The second year as those who follow have read previously, has been the complete opposite. I have loved it from the first day. I was blessed with a team of wonderful girls that each have a special place in my heart. This year has gone by faster than any year in my life. These girls taught me so many life lessons I wouldn't even know where to begin. I was blessed with 3 wonderful roommates that hugged me when I cried, laughed with me at my retardedness, and took care of me when I decided to pass out and hit my head! Good thing 2 of them are nurses :) I already miss our late night talks and adventures when we all can't sleep. I miss the sleep talking and walking, the alarms that never shut off, and the never ending pile of dishes. 
Love these girls and Matt forever :)
So long story short, as much as I hate graduation, I am so grateful for everything in between that got me into that ugly gown and horrible cap. All the things in between are what really matter.

Tuesday, May 17, 2011

My World....Upside Down

I can't believe that it has already been an entire month since my last post, but time flies. So much has happened I don't even know where to start. Whenever I make plans it seems like something comes along and completely ruins them. This has continually happened throughout my life and has happened again. I thought that my volleyball career was over, but apparently that isn't what someone else had in mind.
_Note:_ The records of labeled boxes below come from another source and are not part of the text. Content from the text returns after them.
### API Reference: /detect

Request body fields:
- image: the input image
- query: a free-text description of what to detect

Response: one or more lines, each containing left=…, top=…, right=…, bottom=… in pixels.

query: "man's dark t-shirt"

About 2 weeks ago I got a phone call from Weber State asking me if I would come play for them. I had my heart set on Utah State, but told them if they would pay for me to be there I would come. I didn't hear from them for a week and a half and so I let the hope go that it would work out. Wednesday morning I got a phone call and much to my surprise, they offered to pay for everything. My mind just went nuts, I still don't think I have quite wrapped my mind around it yet, but I said yes.

Yesterday I signed my National Letter of Intent and signed my life away again. I'm still not quite sure what I am thinking by doing this, but I know that my paths are being directed. For whatever reason, Weber is where I need to be. So...I've got to find me a lot more purple to wear! I am really excited for this chance and grateful to all of the people who believe in me enough to give it to me. I can't wait to see what this new experience has in store for me!